Assumere delle posizioni con il corpo, ottenere il controllo della respirazione, praticare la concentrazione mentale scordando quella prospettiva spirituale è segno di incoerenza se non di assurdità. Perché prodigarsi a frenare la corsa del veicolo (il corpo) se si finge di ignorare la presenza del passeggero (l’anima)? Gli esercizi yoga sono soltanto mezzi preliminari, preamboli corporali. Devono necessariamente continuare con una triade contemplativa: concentrazione, meditazione, assorbimento.
Lo yoga è un approccio corporale la cui pratica costituisce un preambolo per l’unione mistica fra l’anima “individuale” e la divinità. Avere la pretesa di insegnare lo yoga senza tenere conto di questa prospettiva metafisica sarà un’impresa chiaramente votata al fallimento (quale che sia la sincerità dei maestri occidentali). La nozione del maestro spirituale (guru) condiziona la riuscita dell’impresa. Senza la direzione di un autentico maestro, che abbia già egli stesso compiuto la totalità del percorso yoga, la pratica corporea può rivelarsi non soltanto inutile e vana, ma psicologicamente pericolosa.
Lo yoga sveglia energie assopite, il cui brutale scatenarsi rischia di provocare danni notevoli all’interno di un corpo insufficientemente preparato. Se si tiene conto di questa necessità (presenza di un istruttore competente), l’assenza di maestri qualificati in Occidente (tranne qualche eccezione) inficia la maggior parte degli esercizi corporali designati sotto il termine yoga.
La ginnastica importata in Occidente sotto il nome di Yoga, è certamente gradevole, forse benefica, ma bisogna ammettere che non costituisce altro che un preambolo, timido e goffo, alla vera scienza psico-fisiologica tradizionale. Non si può impunemente sviare il senso delle parole, prestando loro significati estranei alla tradizione da cui derivano. Si può certamente assumere determinate posizioni, imparare a controllare il respiro, presentire certe manifestazioni mentali proprie della concentrazione e della meditazione; questi tentativi tuttavia rimangono largamente al di qua del “vero” yoga, obbligatoriamente praticato sotto la sorveglianza di un guru.
Quante persone si esercitano con le tecniche yoga in armonia con lo spirito tradizionale? Bisogna in effetti sapere che lo yogin indiano deve pronunciare dei voti di rinuncia e di distacco (sannyasa), abbandonare la propria famiglia, il proprio lavoro, la propria posizione, ritirarsi in un luogo naturale (foresta o montagna). Deve inoltre rimanere casto, onesto, giusto.
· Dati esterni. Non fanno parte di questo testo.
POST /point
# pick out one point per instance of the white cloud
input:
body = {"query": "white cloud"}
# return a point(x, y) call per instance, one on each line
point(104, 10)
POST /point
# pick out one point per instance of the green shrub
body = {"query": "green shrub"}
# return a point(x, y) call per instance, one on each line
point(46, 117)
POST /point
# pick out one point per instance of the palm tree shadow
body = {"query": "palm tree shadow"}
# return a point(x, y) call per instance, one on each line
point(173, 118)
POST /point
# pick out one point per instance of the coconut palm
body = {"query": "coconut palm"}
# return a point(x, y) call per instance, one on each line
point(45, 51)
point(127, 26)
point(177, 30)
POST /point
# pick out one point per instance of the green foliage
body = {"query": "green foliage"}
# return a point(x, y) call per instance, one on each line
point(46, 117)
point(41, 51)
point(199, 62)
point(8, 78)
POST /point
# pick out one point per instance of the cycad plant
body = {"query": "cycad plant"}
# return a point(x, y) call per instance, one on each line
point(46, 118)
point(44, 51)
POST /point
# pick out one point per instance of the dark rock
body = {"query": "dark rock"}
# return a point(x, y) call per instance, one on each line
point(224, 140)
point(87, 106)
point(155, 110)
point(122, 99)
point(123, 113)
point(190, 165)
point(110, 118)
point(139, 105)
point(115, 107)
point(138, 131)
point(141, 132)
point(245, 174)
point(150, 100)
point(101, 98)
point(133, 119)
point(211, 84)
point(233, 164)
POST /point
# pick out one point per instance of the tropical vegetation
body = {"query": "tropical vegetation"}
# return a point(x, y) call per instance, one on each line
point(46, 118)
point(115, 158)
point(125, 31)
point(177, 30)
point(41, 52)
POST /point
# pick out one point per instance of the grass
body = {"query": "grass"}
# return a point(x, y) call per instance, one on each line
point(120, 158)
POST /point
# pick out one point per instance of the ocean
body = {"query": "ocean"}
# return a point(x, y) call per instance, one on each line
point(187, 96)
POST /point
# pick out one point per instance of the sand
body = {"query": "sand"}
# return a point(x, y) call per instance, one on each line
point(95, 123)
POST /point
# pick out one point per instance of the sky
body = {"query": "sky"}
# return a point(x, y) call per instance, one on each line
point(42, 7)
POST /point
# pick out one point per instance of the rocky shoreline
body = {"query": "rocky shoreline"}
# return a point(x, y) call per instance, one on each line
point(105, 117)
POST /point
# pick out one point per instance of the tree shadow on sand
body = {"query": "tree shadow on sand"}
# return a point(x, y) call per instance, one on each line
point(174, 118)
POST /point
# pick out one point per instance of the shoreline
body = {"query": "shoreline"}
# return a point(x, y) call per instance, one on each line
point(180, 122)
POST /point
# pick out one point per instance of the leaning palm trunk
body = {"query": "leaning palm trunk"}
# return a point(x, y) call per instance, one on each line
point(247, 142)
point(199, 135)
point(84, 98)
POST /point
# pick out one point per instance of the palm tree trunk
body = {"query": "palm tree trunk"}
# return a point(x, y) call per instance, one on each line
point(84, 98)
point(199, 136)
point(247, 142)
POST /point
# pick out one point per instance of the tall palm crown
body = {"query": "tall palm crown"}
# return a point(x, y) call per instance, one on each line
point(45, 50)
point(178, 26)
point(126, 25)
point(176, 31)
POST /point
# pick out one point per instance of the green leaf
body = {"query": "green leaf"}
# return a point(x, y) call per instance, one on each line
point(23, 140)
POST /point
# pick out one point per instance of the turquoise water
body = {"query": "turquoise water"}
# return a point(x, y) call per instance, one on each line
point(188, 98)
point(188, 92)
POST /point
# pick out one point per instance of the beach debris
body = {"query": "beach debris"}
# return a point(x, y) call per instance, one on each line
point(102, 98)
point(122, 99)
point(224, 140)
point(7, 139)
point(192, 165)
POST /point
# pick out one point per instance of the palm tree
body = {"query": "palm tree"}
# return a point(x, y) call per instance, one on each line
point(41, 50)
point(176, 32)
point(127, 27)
Evidentemente, la maggior parte di noi non saprebbe sopportare questo modello di vita: la rinuncia deve avvenire senza dolore, senza sofferenza, con naturalezza. Ci si può però avvicinare alla prospettiva aperta dagli esercizi spirituali dello yoga senza tuttavia rinnegare la propria condizione sociale e familiare.
Ma in questo caso non si deve aspettare altro che una certa serenità transitoria. Lo “yoga tardivo” nelle sue diverse manifestazioni, è riuscito a superare le differenze che separano tradizionalmente gli yogin rinunciatari dagli uomini d’azione. Queste trasformazioni (l’ascesi diventa una disciplina più generale) hanno contribuito ad una certa democratizzazione spirituale dello yoga d’élite, un tempo riservato agli asceti.
Gli yoga contemporanei propongono una via mediana più accessibile agli uomini “moderni”: ormai il fine supremo, la realizzazione spirituale, può essere ottenuta da tutti. Senza il desiderio di Dio, lo yoga perde la sua essenza. Lo yoga e gli esercizi corporali che lo accompagnano si fondano su una constatazione: noi non siamo liberi, le nostre azioni ed i nostri pensieri sono assoggettati, ridotti in schiavitù.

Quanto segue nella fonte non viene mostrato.